The waters around Iceland and Greenland contain sharks that are thought to have been hunting there at the start of the French Revolution in 1789 – 230 years ago. This hypothesis emerged from a study conducted in 2016 in which researchers determined the age of 28 Greenland sharks (Somniosus microcephalus). The oldest female, which was 5.02 metres long, was found to be at least 272 years old but could have been as old as 512. It was impossible to pinpoint her age more precisely, because Greenland sharks are cartilaginous fish and hence have no bony vertebrae or fin spines whose growth rings the researchers could have counted. Instead, the scientists had to look at the sharks’ optical lenses, which are formed at the embryonic stage, and use radiocarbon dating to measure the carbon isotope content. The findings made headlines, because no other vertebrate is known to live as long as these giants of the Arctic Ocean.

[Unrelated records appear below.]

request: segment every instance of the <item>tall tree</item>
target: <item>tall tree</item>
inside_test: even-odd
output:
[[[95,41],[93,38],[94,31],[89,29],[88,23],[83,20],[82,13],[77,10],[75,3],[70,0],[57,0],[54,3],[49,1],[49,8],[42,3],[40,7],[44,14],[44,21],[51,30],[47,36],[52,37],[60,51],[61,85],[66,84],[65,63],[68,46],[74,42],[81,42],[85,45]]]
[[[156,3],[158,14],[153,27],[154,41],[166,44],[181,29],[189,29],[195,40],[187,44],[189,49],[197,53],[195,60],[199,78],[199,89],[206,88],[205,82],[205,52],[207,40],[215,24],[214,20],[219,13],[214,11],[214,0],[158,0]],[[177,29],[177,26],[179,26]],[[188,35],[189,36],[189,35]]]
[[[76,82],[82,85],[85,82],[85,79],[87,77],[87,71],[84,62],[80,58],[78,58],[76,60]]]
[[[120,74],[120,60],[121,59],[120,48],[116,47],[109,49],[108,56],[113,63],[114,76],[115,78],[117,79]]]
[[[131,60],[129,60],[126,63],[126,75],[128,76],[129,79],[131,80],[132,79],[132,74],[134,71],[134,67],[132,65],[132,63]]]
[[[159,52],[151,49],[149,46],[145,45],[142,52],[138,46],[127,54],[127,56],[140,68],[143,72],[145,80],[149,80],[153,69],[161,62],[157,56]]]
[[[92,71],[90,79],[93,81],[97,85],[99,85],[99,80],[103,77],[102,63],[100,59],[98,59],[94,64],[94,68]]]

Greenland sharks are very rarely seen in the wild. They are predators that prefer regions in which water temperatures are below five degrees Celsius; on their search for carcasses or living prey they roam the coastal waters and deep seas of the Arctic and North Atlantic. To save energy, though, they meander through the Arctic waters at a sluggish pace, swimming at an average speed of 30 centimetres per second (1.08 km/h). They are thus significantly slower than most other sharks, but this does not deter them from hunting fish, seals and beluga whales. The animals reach sexual maturity at the age of 156 (± 22). Their young hatch from the egg while still inside the mother’s body; at birth they are thought to be about 40 centimetres long. Since they grow at a rate of less than a centimetre a year, one can only speculate on the age of the Greenland sharks up to 7.3 metres long that have been caught in the past. This is still the figure that scientists quote as the maximum length of this relatively unknown denizen of the deep.
fig. 4.25 > Record-breaking fish: Greenland sharks live for hundreds of years.